The interest in Russian energy is not limited to gas. In June 2025, the Russian Ministry of Energy reported growing demand from BRICS countries for Russian LNG, coal, and oil. India, the Commonwealth of Independent States (CIS), and Southeast Asian nations are seen as the main growth markets for LNG exports, according to expert Anzhelika Eremeeva.
But the energy transition doesn’t stop at fossil fuels. BRICS countries are also betting big on low-carbon sources. China, India, Brazil, and Russia are collaborating on solar, wind, and bioenergy projects, with India leading the International Solar Alliance. Hydrogen technologies are also gaining traction. Russia plans to build a nuclear power plant with a high-temperature gas-cooled reactor integrated with an electrochemical hydrogen production complex, aiming to deliver hydrogen at a competitive US$1.5 per kilogram. However, experts caution that hydrogen’s cost advantage diminishes over long distances, making proximity to consumers crucial.
Natural hydrogen has also piqued interest, with a notable example in Mali, Africa, where a hydrogen generator operates on gas that’s 98% hydrogen. Scientists estimate the Earth’s subsurface holds a staggering 5.6 trillion tonnes of hydrogen, though most of it remains out of reach with current technology.
The Arctic, meanwhile, looms large in the energy conversation. Russia’s Arctic natural gas reserves are estimated at 87 trillion cubic metres, but tapping these resources requires advanced technology due to the region’s harsh climate and unique geology. Joint BRICS and Shanghai Cooperation Organization (SCO) projects in the Arctic have been discussed for years, with political, technological, and environmental challenges all at play. As Eremeeva told TV BRICS, “Joint projects by BRICS and SCO countries in the Arctic region have been under discussion for several years.
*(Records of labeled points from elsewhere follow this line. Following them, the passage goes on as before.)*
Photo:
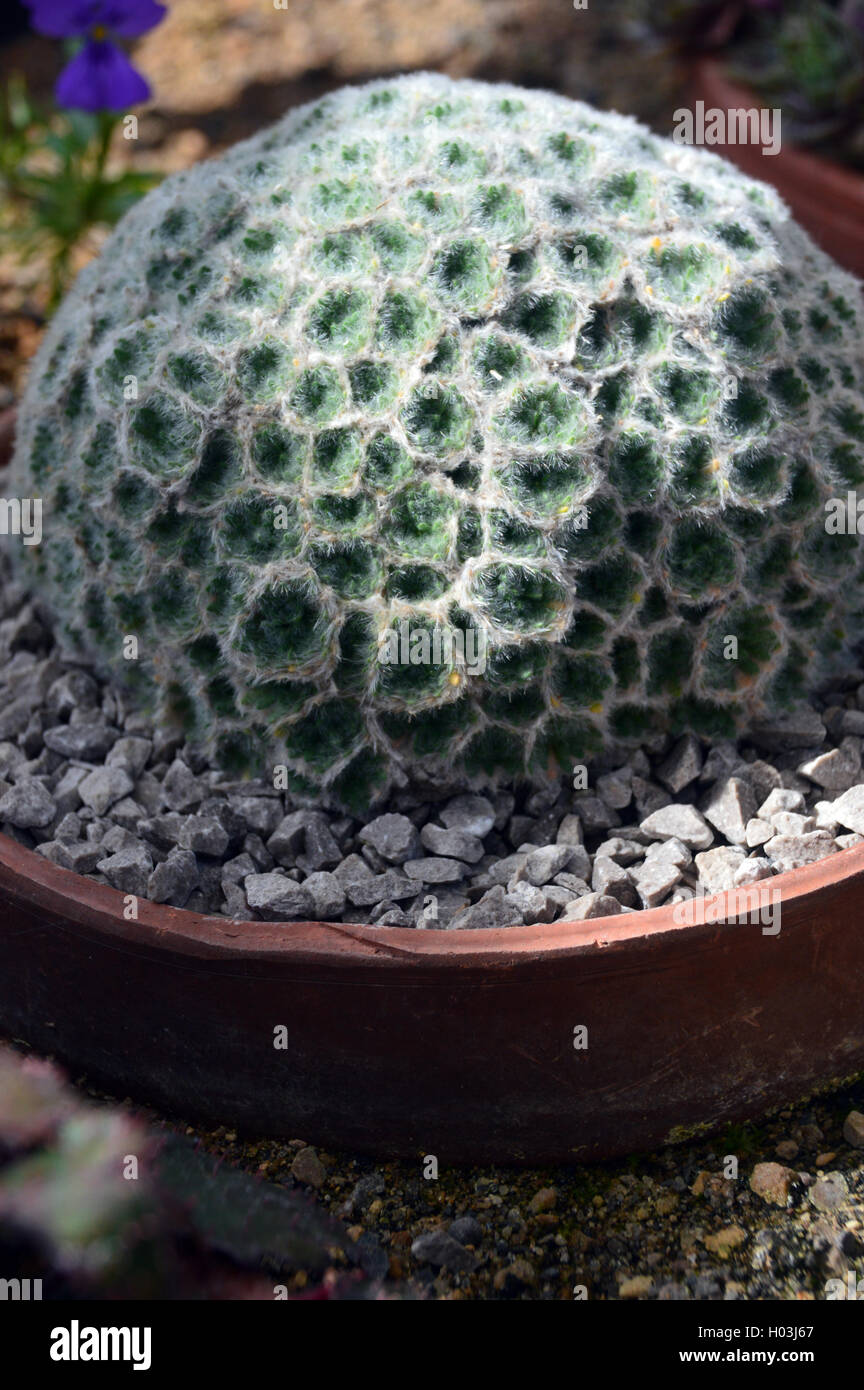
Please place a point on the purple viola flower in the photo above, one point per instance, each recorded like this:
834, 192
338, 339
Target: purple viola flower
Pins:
100, 77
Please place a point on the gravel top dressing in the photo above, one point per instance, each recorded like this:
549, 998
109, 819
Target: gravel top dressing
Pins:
90, 786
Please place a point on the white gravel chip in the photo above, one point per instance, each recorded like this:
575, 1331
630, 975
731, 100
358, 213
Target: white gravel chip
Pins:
838, 769
679, 822
729, 806
793, 851
277, 897
846, 811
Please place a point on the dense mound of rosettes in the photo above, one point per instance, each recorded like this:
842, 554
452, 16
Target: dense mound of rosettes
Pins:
460, 356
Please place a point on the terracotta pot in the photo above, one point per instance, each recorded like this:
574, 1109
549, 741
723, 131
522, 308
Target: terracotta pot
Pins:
825, 198
450, 1043
460, 1044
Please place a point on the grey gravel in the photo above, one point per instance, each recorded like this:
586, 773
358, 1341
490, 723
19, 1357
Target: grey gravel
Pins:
327, 894
729, 806
28, 805
435, 870
492, 911
86, 781
85, 741
472, 813
277, 897
591, 905
204, 834
838, 769
453, 844
682, 766
181, 790
716, 868
174, 879
543, 863
393, 837
679, 822
364, 893
103, 787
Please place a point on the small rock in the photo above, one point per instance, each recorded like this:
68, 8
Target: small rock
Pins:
393, 837
131, 754
307, 1168
649, 797
474, 815
752, 870
729, 806
654, 880
128, 870
492, 911
725, 1240
260, 813
435, 870
849, 809
352, 870
203, 834
545, 862
636, 1287
679, 822
682, 766
802, 729
793, 851
616, 788
781, 798
442, 1251
103, 787
85, 741
570, 831
838, 769
828, 1193
128, 813
516, 1276
610, 879
28, 805
467, 1230
543, 1201
79, 855
773, 1182
592, 905
622, 851
327, 894
452, 844
757, 831
277, 897
384, 887
595, 815
853, 1129
174, 879
181, 788
717, 868
72, 690
791, 823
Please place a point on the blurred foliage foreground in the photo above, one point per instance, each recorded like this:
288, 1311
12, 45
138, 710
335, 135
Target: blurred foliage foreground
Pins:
99, 1205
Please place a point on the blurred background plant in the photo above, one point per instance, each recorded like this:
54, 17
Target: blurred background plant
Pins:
54, 178
803, 56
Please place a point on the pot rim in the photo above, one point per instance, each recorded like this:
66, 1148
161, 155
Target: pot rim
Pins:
834, 180
35, 881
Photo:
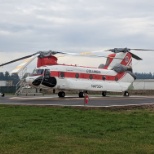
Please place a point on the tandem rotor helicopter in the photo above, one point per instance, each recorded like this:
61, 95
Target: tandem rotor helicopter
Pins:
116, 75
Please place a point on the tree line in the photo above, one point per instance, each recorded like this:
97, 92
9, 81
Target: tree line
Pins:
15, 78
144, 75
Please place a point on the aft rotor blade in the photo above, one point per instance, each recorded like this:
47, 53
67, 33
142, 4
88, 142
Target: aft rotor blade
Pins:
143, 49
18, 59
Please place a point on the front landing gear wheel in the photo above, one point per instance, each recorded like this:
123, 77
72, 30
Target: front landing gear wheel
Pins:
104, 93
61, 94
126, 93
2, 94
81, 94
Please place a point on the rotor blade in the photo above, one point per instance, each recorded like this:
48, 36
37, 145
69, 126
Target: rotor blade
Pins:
15, 60
143, 49
135, 56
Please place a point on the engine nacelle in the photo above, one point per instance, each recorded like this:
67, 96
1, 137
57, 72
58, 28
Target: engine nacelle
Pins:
119, 68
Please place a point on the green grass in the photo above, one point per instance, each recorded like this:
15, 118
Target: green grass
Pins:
39, 130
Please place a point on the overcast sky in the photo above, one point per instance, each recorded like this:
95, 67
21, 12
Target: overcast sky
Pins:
76, 26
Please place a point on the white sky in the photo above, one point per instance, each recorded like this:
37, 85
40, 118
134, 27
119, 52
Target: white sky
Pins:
75, 26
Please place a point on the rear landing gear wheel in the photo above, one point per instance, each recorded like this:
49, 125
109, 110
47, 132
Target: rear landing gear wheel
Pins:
104, 93
2, 94
61, 94
81, 94
126, 93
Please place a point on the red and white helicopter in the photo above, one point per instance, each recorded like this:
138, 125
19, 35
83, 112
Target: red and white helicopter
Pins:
114, 76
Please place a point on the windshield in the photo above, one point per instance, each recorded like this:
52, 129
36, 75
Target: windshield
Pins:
38, 71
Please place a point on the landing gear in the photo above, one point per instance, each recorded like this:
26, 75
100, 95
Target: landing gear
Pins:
126, 93
2, 94
81, 94
104, 93
61, 94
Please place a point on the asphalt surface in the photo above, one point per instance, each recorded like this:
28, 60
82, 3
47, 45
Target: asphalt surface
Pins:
94, 101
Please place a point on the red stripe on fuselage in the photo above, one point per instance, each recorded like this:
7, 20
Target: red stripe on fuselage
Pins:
87, 76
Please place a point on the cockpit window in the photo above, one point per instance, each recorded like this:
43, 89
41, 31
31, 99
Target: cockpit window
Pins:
38, 71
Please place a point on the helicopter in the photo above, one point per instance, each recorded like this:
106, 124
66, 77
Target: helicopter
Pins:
116, 75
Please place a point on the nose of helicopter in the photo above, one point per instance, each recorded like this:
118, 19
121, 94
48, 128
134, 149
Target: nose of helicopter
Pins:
29, 80
34, 80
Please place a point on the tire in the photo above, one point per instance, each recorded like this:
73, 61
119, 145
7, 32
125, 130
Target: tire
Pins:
104, 93
80, 94
126, 93
61, 94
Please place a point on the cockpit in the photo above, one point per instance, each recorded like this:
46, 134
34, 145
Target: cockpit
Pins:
37, 72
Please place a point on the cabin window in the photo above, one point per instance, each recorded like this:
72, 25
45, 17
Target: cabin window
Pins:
61, 74
90, 76
77, 75
38, 72
116, 78
47, 73
103, 78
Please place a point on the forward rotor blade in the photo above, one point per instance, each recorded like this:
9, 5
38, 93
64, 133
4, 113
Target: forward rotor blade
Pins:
135, 56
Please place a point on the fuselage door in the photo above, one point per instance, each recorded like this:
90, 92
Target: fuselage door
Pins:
47, 73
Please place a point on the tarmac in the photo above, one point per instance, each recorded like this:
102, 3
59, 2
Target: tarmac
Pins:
73, 100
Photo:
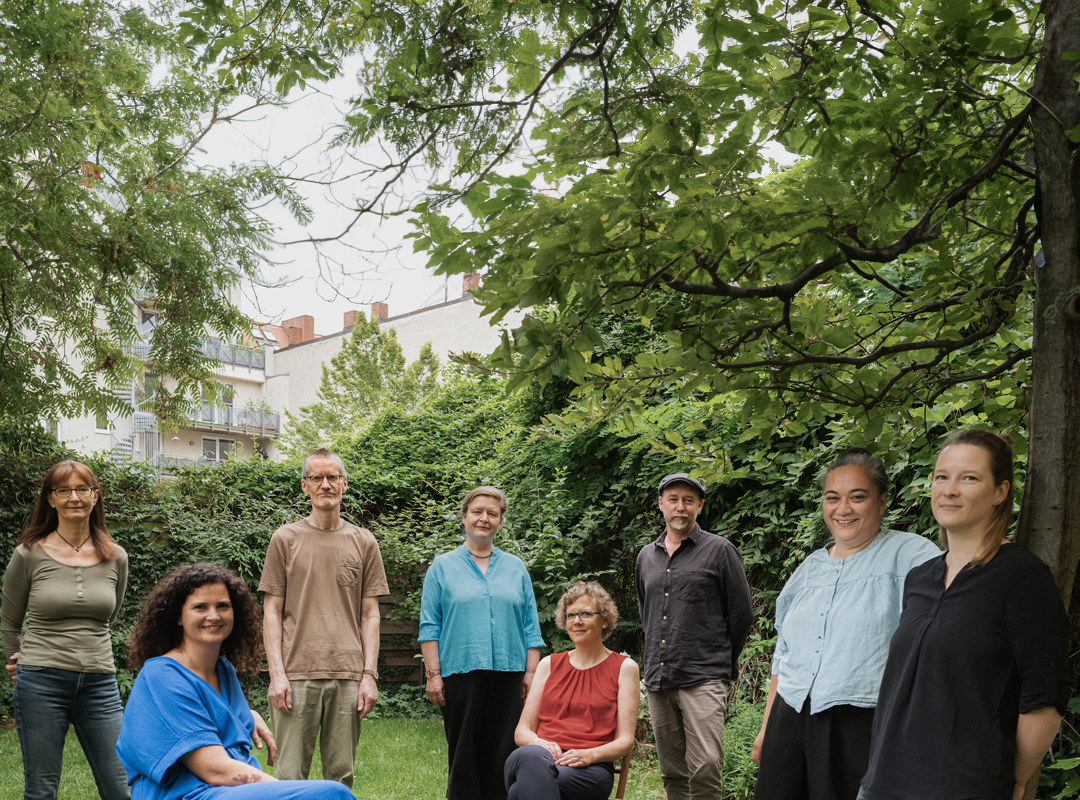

This issue requires a comprehensive approach, considering political, technological and, most importantly, environmental factors.”
In this era of industrialisation, digitalisation, and artificial intelligence, energy is more than just fuel—it’s the backbone of progress. As BRICS+ and its partners chart new paths for cooperation, innovation, and sustainability, their decisions will reverberate far beyond their borders, shaping the world’s economic and energy future for decades to come.